Zé Lérias
Nas nossas andanças pelas ruas que nos viram crescer, fazíamos paragem obrigatória num lugar de culto e encanto, ferro e fogo: no Zé Lérias, situado à entrada da rua da Nogueira, no entroncamento com a Rua João Cabreira, um posto de observação privilegiado do ofício do mestre ferreiro batendo com o martelo no ferro em brasa sobre a bigorna, a que se seguia a operação higiénica nas patas dos animais e, já a frio, o ato de cravar as ferraduras nos cascos dos cavalos, inquietos com as moscas, aguardando impacientemente a sua vez.
Se o desassossego contagiava os miúdos que por ali andavam, o ajudante Benjamim ameaçava fazer-lhes o mesmo que fazia aos cães e gatos que lhe levavam pela trela: capava-os.
O ferreiro e ferrador Zé Lérias, calçava as cavalgaduras que pelas mãos dos donos ali se dirigiam para substituir as ferraduras desgastadas ou para colocar as primeiras «solas». Era um dos nossos pontos de interesse, enquanto meninos, consentido pelo artesão como se de um estágio profissional se tratasse. Como ferreiro, sempre com o avental de proteção à frente, fazia as ferraduras com o auxílio de moldes, na forja ativada pelo fole a bufar ar para atiçar o fogo, donde eram retiradas ainda incandescentes com a tenaz e levadas à bigorna para aí serem separadas do molde com o martelo.

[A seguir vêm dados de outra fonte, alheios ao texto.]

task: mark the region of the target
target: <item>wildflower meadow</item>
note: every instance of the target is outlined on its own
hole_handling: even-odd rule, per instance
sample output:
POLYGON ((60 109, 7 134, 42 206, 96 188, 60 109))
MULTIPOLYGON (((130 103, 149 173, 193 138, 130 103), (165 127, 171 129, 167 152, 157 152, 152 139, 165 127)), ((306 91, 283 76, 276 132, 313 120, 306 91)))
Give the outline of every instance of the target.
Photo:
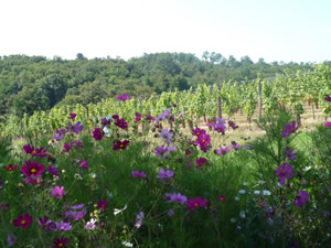
POLYGON ((248 142, 220 117, 184 130, 177 107, 3 138, 0 246, 331 247, 330 122, 276 106, 248 142))

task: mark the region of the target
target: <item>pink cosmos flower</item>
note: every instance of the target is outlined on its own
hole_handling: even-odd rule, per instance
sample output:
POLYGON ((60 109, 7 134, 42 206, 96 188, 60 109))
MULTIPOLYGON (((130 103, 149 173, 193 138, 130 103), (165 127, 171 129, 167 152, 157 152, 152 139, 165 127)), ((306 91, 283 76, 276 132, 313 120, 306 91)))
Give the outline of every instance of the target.
POLYGON ((200 196, 197 196, 196 198, 190 198, 186 202, 186 206, 190 211, 195 211, 199 207, 205 207, 207 206, 207 201, 204 198, 202 200, 200 196))
POLYGON ((121 101, 127 101, 127 100, 131 99, 131 96, 129 96, 127 93, 125 93, 122 95, 117 95, 116 98, 121 101))
POLYGON ((103 137, 105 136, 105 132, 103 129, 100 128, 95 128, 94 131, 93 131, 93 138, 95 140, 102 140, 103 137))
POLYGON ((279 176, 279 179, 280 179, 279 183, 281 185, 285 184, 286 179, 291 179, 293 176, 292 170, 293 170, 293 166, 291 164, 287 164, 287 163, 282 163, 281 166, 280 165, 278 166, 276 174, 279 176))
POLYGON ((30 143, 23 145, 23 149, 26 154, 35 155, 38 158, 45 158, 47 155, 47 150, 44 150, 44 148, 36 149, 34 147, 31 147, 30 143))
POLYGON ((205 158, 199 158, 199 160, 196 160, 196 169, 202 170, 203 165, 209 165, 209 161, 205 158))
POLYGON ((298 123, 297 126, 297 121, 295 120, 291 123, 286 125, 285 129, 282 130, 282 138, 287 138, 291 133, 295 133, 298 130, 299 126, 300 123, 298 123))
POLYGON ((309 194, 307 191, 301 191, 300 194, 297 194, 295 205, 298 207, 303 206, 309 201, 309 194))
POLYGON ((61 198, 64 194, 65 194, 64 186, 51 187, 50 195, 53 196, 54 198, 61 198))
POLYGON ((19 216, 17 219, 12 222, 12 224, 17 227, 28 228, 32 223, 32 216, 25 214, 24 216, 19 216))

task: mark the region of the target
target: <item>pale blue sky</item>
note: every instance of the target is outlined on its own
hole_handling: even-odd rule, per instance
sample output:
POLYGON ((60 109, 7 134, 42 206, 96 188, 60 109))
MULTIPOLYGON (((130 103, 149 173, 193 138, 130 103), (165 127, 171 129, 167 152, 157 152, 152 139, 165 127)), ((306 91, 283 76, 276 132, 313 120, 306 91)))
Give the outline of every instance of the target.
POLYGON ((0 56, 331 61, 331 0, 1 0, 0 56))

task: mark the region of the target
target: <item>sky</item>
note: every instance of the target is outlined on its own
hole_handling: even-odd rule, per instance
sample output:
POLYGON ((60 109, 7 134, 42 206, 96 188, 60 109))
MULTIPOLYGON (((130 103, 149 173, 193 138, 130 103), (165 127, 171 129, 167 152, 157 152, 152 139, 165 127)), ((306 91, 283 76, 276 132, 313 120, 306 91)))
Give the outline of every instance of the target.
POLYGON ((0 56, 331 61, 331 0, 0 0, 0 56))

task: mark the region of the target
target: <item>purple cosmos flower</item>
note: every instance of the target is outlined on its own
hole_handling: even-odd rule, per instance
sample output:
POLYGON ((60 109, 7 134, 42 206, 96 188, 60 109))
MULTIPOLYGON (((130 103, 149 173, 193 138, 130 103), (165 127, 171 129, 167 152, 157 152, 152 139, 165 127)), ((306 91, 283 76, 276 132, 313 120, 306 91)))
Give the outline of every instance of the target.
POLYGON ((214 152, 217 155, 224 157, 229 152, 229 148, 228 147, 224 147, 224 148, 222 147, 222 148, 220 148, 220 150, 215 150, 214 152))
POLYGON ((88 169, 88 163, 85 160, 81 160, 79 166, 87 170, 88 169))
POLYGON ((53 168, 52 165, 49 165, 49 172, 52 175, 58 176, 58 169, 57 168, 53 168))
POLYGON ((66 128, 66 131, 72 130, 76 134, 78 134, 79 131, 82 131, 84 129, 84 126, 81 125, 81 121, 77 121, 77 123, 75 123, 75 125, 73 125, 72 122, 68 122, 68 125, 70 126, 66 128))
POLYGON ((55 225, 56 230, 71 230, 73 228, 73 226, 66 222, 55 223, 55 225))
POLYGON ((102 140, 103 137, 105 136, 105 132, 103 129, 100 128, 95 128, 94 131, 93 131, 93 138, 95 140, 102 140))
POLYGON ((295 205, 298 207, 303 206, 309 201, 309 194, 307 191, 301 191, 300 194, 297 194, 295 205))
POLYGON ((199 207, 205 207, 207 206, 207 201, 204 198, 202 200, 200 196, 197 196, 196 198, 190 198, 186 202, 186 206, 190 211, 195 211, 199 207))
POLYGON ((234 150, 239 150, 241 149, 241 145, 236 141, 232 141, 229 147, 234 150))
POLYGON ((141 114, 136 112, 136 120, 135 123, 137 123, 141 119, 141 114))
POLYGON ((76 118, 76 114, 74 114, 74 112, 71 112, 71 115, 67 117, 67 118, 70 118, 70 119, 72 119, 72 120, 74 120, 75 118, 76 118))
POLYGON ((291 123, 288 123, 285 126, 285 129, 282 130, 282 138, 289 137, 291 133, 296 132, 300 126, 300 123, 297 125, 297 121, 292 121, 291 123))
POLYGON ((160 137, 163 139, 163 141, 168 143, 172 143, 171 142, 172 133, 168 131, 168 128, 161 131, 160 137))
POLYGON ((44 216, 44 218, 39 217, 39 225, 44 229, 44 230, 56 230, 56 225, 53 223, 53 220, 49 219, 47 216, 44 216))
POLYGON ((23 149, 26 154, 35 155, 38 158, 45 158, 47 155, 47 150, 44 150, 44 148, 36 149, 34 147, 31 147, 30 143, 23 145, 23 149))
POLYGON ((203 165, 209 165, 209 161, 205 158, 199 158, 199 160, 196 160, 196 169, 201 169, 203 168, 203 165))
POLYGON ((143 212, 140 212, 138 215, 137 215, 137 217, 136 217, 136 224, 135 224, 135 226, 137 227, 137 228, 139 228, 139 227, 141 227, 141 225, 142 225, 142 219, 145 218, 145 213, 143 212))
POLYGON ((297 159, 297 153, 293 153, 293 150, 287 149, 285 152, 285 157, 288 158, 290 161, 297 159))
POLYGON ((188 197, 181 195, 180 193, 173 193, 170 195, 170 202, 184 204, 188 201, 188 197))
POLYGON ((127 100, 131 99, 131 96, 128 95, 127 93, 125 93, 122 95, 117 95, 116 98, 121 100, 121 101, 127 101, 127 100))
POLYGON ((64 194, 65 194, 64 186, 51 187, 50 195, 53 196, 54 198, 61 198, 64 194))
POLYGON ((15 245, 17 237, 13 234, 8 235, 7 237, 8 246, 13 246, 15 245))
POLYGON ((281 185, 285 184, 286 179, 291 179, 293 176, 292 170, 293 170, 293 166, 291 164, 287 164, 287 163, 282 163, 281 166, 280 165, 278 166, 276 174, 279 176, 279 179, 280 179, 279 183, 281 185))
POLYGON ((143 171, 141 171, 141 172, 139 172, 139 171, 132 171, 132 172, 131 172, 131 175, 132 175, 134 179, 136 179, 136 177, 143 179, 143 177, 147 176, 146 173, 145 173, 143 171))
POLYGON ((331 122, 324 123, 324 127, 325 127, 325 128, 330 128, 330 127, 331 127, 331 122))
POLYGON ((215 131, 222 132, 222 134, 225 133, 226 127, 225 127, 224 123, 220 123, 220 122, 218 122, 218 123, 214 123, 213 127, 214 127, 214 130, 215 130, 215 131))
POLYGON ((162 168, 160 171, 159 171, 159 175, 157 176, 158 179, 171 179, 174 176, 174 172, 171 171, 171 170, 167 170, 164 171, 164 169, 162 168))

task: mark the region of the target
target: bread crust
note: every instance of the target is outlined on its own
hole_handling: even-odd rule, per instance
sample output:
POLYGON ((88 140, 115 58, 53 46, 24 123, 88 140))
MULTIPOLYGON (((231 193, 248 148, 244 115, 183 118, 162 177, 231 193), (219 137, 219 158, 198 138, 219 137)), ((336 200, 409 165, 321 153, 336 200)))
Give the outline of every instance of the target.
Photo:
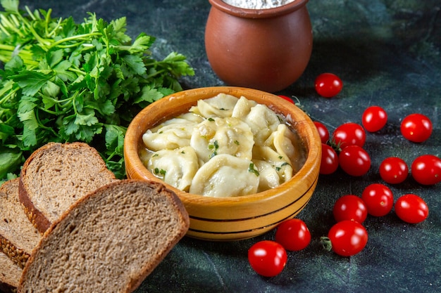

Como ferrador, o mestre começava por prender as mulas, cavalos e burros ao «tronco» e, de costas viradas para o animal, levantava-lhe a pata e segurava-a entre as pernas, retirando-lhe a ferradura velha. Uma a uma, limpava e alisava o casco com a ajuda de uma lima grossa, ajustava a nova ferradura na bigorna e depois cravava-a com o auxílio do martelo, operação que acompanhávamos com a curiosidade de aprendizes, enquanto fazíamos umas festas tranquilizadoras no focinho dos animais, que correspondiam com um olhar dócil, pouco habituados que estavam a carícias.
E quando saíam, já enquadrados pelos varais das carroças, embora a escorregar por inadaptação ao novo calçado, os diligentes equídeos e muares já nem pareciam os mesmos. Preparados para entrar ao serviço, faziam o inconfundível som metálico dos cascos de gala na calçada, palas nos olhos, freio nos dentes, sem nos passarem cartão, temendo, mais do que tudo, as investidas do abominável chicote.